Goal: Assert Disney as a streaming giant
In July, Disney CEO Bob Iger suggested the potential sale of the company’s linear TV assets, which he said “may not be core” to the business, according to CNBC. Disney’s willingness to step away from linear TV brands such as ABC could indicate the start of its full pivot to streaming.
The digital-first approach comes as linear TV viewership declines. By 2025, US adults’ average time spent per day with linear TV will drop to 2 hours and 40 minutes, 15 minutes less than this year, according to our June 2023 forecast.
Challenge: Buying out Comcast
The acquisition of Comcast’s stake in Hulu, though a significant stride toward Disney’s streaming supremacy, presents challenges in valuation negotiations. “I will not be surprised if there is significant tension and lawsuits between the two companies to arrive at a deal,” our analyst Paul Verna said on an episode of the “Behind the Numbers” podcast.
Industry experts are valuing Hulu at upwards of $40 billion, and with good reason. Hulu is one of the few major streaming services that is seeing a profit, said Verna. Plus, with the third-highest viewership rate among streaming platforms, according to our estimates, Hulu has a lot to offer a soon-to-be sole owner. “I don’t see this going smoothly. I think there’s going to be some haggling,” Verna said.
Goal: Boost subscriber count
Disney’s latest earnings reported more than 150 million Disney+ subscribers worldwide. The growth is still short of the 2024 subscriber target set last year by then-CEO Bob Chapek, who was aiming for 215 million to 245 million.
“I don’t think [Disney’s] going to get to 215 million by this time next year,” Verna said. But if the company consolidates Disney+ and Hulu, merges them, or expands Hulu outside of the US, “there may be another way to spin the figures” so it doesn’t seem like such a distant goal, he said.
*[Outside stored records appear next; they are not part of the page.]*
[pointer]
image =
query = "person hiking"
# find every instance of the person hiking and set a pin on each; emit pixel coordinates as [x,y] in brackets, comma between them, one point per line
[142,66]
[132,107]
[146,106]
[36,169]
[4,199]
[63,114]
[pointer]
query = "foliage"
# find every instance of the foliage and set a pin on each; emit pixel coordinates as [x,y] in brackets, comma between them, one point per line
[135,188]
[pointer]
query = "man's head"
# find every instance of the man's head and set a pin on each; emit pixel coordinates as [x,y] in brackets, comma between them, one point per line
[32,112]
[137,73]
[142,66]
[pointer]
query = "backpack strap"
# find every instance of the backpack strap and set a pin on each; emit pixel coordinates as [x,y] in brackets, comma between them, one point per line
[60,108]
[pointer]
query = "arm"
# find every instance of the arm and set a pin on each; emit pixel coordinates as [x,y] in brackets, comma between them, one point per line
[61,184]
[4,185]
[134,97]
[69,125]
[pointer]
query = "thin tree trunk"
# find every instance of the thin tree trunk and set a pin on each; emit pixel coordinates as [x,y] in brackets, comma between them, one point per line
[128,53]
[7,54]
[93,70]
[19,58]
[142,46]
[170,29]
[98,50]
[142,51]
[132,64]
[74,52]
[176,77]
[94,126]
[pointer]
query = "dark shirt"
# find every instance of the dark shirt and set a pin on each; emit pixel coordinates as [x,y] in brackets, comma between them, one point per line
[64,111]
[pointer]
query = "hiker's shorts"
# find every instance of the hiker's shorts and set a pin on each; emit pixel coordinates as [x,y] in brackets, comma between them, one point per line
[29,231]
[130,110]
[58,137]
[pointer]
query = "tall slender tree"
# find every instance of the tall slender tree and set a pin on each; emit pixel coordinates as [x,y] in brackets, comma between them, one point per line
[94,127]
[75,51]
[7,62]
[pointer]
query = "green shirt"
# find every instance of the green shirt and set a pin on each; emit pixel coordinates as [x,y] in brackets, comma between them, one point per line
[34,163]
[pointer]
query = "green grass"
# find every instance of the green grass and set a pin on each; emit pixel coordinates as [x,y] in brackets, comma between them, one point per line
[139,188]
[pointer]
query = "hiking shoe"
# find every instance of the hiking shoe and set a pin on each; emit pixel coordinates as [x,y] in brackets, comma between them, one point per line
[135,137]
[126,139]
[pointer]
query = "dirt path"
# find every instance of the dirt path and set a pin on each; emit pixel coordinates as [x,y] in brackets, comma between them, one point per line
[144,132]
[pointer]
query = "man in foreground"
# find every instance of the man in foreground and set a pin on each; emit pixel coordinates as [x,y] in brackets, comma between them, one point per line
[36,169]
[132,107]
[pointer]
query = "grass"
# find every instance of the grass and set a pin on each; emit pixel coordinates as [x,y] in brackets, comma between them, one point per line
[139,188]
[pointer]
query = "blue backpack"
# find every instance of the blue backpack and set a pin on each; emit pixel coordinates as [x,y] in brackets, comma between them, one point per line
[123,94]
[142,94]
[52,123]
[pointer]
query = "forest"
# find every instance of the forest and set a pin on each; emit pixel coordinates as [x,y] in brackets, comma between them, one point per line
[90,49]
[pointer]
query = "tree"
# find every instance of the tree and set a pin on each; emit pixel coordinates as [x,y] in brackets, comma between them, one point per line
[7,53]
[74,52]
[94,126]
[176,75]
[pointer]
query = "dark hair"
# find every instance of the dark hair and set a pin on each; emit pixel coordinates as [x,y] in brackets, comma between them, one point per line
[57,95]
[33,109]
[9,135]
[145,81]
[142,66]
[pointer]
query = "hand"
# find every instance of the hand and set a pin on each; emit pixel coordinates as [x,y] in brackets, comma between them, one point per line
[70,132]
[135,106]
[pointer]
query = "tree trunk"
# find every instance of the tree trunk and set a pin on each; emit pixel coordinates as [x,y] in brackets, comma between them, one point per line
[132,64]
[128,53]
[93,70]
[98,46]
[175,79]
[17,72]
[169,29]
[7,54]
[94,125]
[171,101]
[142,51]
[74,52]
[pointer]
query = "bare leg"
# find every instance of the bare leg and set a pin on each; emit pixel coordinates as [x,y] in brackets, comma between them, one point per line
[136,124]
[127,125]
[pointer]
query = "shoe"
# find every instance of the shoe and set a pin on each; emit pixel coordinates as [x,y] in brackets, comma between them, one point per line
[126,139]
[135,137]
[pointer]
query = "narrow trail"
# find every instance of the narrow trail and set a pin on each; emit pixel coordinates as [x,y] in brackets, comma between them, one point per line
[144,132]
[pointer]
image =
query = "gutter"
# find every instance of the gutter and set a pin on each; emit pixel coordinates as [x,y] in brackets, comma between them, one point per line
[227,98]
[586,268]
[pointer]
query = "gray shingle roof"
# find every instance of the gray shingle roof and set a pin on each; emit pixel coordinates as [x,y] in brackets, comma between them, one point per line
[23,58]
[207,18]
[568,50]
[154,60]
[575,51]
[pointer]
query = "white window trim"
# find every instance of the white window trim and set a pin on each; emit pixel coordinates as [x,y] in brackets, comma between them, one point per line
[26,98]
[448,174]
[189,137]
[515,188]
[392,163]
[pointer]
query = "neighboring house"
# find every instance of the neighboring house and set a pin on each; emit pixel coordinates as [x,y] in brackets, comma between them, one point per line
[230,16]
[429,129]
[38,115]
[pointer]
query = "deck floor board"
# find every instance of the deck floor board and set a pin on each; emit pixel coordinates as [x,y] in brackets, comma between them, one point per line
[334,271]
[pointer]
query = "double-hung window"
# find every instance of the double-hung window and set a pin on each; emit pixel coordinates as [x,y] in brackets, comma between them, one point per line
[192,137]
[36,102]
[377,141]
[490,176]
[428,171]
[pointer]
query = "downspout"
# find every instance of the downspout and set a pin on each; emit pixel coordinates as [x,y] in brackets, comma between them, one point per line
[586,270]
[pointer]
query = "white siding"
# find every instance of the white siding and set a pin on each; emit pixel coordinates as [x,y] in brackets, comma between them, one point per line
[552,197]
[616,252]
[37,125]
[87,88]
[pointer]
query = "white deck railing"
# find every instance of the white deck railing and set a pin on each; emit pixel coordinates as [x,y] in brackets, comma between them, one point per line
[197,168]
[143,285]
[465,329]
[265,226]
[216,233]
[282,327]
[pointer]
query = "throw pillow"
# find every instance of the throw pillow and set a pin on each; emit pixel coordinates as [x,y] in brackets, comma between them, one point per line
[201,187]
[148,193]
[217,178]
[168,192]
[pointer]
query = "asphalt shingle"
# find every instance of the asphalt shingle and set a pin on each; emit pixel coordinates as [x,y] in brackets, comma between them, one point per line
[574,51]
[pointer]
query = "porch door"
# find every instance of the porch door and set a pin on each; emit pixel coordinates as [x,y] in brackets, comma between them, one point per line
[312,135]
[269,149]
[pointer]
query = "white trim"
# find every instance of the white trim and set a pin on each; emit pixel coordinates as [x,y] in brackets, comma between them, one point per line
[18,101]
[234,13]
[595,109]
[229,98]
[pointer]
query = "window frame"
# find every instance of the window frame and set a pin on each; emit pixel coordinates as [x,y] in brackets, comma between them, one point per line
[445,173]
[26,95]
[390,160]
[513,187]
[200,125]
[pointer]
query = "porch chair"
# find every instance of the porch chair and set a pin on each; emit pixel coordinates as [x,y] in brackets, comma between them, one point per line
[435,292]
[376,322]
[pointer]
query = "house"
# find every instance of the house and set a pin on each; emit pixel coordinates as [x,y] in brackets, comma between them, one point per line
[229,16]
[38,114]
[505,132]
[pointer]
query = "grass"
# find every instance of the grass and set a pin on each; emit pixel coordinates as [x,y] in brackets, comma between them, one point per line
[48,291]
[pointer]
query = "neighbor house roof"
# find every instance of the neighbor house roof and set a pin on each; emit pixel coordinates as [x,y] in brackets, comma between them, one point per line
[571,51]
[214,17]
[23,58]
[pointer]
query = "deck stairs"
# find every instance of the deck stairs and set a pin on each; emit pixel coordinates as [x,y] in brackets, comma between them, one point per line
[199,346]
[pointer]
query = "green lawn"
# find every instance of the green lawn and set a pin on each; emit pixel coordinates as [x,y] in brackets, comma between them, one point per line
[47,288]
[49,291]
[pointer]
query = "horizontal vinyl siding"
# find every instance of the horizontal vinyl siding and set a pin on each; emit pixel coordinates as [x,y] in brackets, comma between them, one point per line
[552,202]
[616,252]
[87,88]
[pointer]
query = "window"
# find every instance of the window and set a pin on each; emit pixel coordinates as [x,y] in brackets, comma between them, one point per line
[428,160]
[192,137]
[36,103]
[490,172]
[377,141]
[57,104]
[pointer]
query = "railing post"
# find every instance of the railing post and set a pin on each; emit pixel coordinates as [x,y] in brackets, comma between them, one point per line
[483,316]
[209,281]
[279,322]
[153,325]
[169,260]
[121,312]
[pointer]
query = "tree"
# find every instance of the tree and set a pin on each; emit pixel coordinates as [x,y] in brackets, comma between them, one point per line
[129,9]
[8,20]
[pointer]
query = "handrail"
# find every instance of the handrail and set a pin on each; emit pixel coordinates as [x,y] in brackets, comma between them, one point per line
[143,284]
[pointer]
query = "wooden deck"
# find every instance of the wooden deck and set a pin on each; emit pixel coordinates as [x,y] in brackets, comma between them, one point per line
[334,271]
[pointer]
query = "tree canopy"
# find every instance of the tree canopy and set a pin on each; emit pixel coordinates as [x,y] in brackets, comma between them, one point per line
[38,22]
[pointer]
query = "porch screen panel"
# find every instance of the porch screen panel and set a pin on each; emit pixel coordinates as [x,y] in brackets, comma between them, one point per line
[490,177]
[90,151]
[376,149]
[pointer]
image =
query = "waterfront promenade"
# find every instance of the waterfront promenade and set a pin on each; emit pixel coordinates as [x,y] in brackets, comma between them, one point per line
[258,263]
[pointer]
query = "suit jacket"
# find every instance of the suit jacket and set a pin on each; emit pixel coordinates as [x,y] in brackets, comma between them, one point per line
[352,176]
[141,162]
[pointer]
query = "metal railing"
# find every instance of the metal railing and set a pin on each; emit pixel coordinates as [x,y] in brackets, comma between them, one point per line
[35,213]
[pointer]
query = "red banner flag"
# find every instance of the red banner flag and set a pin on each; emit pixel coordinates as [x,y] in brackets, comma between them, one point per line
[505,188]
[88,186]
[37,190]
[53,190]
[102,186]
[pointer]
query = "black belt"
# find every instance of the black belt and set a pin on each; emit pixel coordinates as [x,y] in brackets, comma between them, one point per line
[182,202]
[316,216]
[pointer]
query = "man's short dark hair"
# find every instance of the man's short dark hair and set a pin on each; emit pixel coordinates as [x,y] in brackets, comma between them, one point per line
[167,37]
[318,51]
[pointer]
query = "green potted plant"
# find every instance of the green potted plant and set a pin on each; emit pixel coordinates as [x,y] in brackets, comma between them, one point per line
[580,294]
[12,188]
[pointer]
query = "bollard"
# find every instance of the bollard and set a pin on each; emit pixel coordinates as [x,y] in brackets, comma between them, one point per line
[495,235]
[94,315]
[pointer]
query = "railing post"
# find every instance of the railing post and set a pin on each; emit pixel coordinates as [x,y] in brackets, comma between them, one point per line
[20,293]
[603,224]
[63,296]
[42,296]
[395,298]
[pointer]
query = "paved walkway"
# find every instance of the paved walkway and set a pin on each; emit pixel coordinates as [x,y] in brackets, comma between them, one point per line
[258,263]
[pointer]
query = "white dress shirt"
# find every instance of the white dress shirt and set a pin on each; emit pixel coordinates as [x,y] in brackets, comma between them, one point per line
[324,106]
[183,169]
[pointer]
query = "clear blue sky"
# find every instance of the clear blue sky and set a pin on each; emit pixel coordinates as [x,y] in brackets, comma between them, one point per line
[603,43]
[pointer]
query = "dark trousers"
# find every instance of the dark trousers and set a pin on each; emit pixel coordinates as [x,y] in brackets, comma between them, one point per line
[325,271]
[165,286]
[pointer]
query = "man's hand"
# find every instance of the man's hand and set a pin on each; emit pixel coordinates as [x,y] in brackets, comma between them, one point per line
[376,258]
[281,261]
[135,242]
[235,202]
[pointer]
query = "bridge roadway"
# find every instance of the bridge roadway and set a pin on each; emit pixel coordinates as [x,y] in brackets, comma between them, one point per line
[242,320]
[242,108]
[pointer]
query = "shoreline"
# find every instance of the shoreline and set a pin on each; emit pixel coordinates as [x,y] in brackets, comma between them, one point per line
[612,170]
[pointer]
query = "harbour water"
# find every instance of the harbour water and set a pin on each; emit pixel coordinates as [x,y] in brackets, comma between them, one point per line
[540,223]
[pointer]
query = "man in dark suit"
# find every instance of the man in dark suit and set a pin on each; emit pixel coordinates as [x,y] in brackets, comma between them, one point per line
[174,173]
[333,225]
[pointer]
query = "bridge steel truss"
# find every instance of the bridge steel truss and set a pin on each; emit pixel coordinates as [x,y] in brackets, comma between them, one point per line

Challenge: Content investment
Last month, the company announced plans to cut its content budget to $25 billion, down from $27 billion. On an earnings call, Iger said the focus on big films will help “increase our margins and grow the business.”
As Disney seeks to gain a stronger foothold within the hyper-competitive streaming market, the decision to curtail content spending poses questions for the company’s overall subscriber acquisition strategy. Already, nearly one-third of US internet households are canceling streaming services to save money, according to Parks Associates.
“Spending a lot less on content and expecting big subscriber growth—that is definitely trying to have your cake and eat it too,” Verna said.